All of this leaves me depressed.

After all the years since Bob Gimlin nearly fell off his horse in Bluff Creek, since all the years since Thom Slick threw his checkbook on the table and said, 'Let's do this thing,' the sharpest, most
dedicated people in the field still have nothing more than room full of  plaster track casts, some specious DNA papers, some blurry, distant photos and video and a bunch of stories of fleeting glimpses of big hairy things in the woods.

It's no wonder that skeptics get good mileage out of the suggestion that Bigfoot isn't real.

The P/G film, the Freeman footage, and Todd Standings puppets are the best film evidence available to date. Les Stroud is getting some new viewership hits on his recent show that includes the short, annoying images of a thing that looks like B-movie actor Treat Williams in heavy makeup. The Grays Harbor Thermal footage is basically just a ghost, and that dude on Youtube  with the 'Ontario Sasquatch' audio is so bizarre that it's either real or it's evidence of a man going mad on tape.  (I suggest that anyone who is unfamiliar with any of the names in the last paragraph simply google the terms to find the latest B.S. the bigfoot world has to offer. )

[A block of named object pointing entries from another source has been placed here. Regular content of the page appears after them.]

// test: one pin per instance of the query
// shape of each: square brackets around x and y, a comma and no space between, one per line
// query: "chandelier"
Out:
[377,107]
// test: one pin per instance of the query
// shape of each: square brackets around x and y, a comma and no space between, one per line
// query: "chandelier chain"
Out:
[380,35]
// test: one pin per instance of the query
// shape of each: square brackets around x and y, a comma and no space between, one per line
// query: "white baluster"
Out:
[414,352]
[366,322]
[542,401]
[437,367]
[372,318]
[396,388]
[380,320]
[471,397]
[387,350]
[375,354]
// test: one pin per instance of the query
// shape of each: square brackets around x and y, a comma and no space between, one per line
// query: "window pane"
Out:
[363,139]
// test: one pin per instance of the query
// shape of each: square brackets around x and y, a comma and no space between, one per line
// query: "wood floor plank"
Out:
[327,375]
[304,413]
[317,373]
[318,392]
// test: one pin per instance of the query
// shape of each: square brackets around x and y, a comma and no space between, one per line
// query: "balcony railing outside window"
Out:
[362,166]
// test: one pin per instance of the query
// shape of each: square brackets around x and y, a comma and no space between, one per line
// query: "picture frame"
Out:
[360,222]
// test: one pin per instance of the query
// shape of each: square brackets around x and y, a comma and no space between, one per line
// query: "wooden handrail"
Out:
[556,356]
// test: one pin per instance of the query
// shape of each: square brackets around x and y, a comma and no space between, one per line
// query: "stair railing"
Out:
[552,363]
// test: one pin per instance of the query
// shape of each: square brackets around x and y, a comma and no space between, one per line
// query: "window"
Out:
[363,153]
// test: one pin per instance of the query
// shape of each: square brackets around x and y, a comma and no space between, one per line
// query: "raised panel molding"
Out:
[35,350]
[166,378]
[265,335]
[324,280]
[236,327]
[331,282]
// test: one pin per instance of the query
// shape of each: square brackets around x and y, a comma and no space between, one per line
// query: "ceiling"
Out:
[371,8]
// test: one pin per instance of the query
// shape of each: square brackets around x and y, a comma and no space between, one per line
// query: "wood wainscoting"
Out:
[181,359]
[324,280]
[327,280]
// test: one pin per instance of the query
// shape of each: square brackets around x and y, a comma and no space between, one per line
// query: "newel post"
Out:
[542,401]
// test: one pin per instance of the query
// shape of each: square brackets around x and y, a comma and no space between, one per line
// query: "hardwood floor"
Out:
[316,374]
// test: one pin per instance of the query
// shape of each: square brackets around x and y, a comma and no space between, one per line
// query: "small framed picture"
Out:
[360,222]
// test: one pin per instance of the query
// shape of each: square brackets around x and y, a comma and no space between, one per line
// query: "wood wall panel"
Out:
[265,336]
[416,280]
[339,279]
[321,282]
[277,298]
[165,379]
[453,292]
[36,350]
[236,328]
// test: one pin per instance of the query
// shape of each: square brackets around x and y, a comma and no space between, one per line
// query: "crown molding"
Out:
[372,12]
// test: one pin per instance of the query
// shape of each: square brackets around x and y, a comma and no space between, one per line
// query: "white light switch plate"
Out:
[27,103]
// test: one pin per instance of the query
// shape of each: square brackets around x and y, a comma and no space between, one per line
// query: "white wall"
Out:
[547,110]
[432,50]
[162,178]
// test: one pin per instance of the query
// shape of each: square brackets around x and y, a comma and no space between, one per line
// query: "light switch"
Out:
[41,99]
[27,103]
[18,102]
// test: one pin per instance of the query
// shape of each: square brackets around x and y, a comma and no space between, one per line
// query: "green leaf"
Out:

There is the nagging aspect of thousands of witness accounts, though.  Could thousands of people be lying? Sure. Could thousands of encounter reports be hoaxes? That's less likely, but still possible.

Could the hundreds of very good, trained observer-type reports of very large, hairy humanoids seen by cops, soldiers, forest rangers, Doctors and biology majors be figments of imagination?
Not likely at all.


So if we distill the stories down to the very best, most vetted and triple-checked anecdotes, what do we have?


A story.

If we stick to the tenets of good science, then, we basically have nothing more that stories and conjecture. So we're left with the choice, 'Is Bigfoot an imaginary, mass hallucination?' or 'Is Bigfoot a real entity, but proof of it's existence is not possible within the boundaries of known scientific practice? '


You can see where I'm going with this, and since I just re-read Grover Krantz' 'Bigfoot Sasquatch Evidence', I will now include this quote: 'Many sasquatch enthusiasts seem to think that by finding more widespread [anecdotal and trace] evidence of the species, they are in effect strengthening the argument that the species is real. Up to a certain point this reasoning is valid … But when it is suggested that a wild primate is found native to all continents, including Australia, then credibility drops sharply. … Beyond a certain point, it can be argued that the more widespread a cryptozoological species is reported to be, the less likely it is that the creature exists at all.'


It could be, too, that we ARE hallucinating Bigfoot into existence, the way Tibetan's suggest with thier 'tulpas'.


Dr. Robert M. Pyle says most cultures have human-like giants in their folk history. "We have this need for some larger-than-life creature," says Pyle, author of "Where Bigfoot Walks." Pyle is skeptical that Bigfoot exists but hasn't ruled it out. "This could be a case where biology and mythology correspond."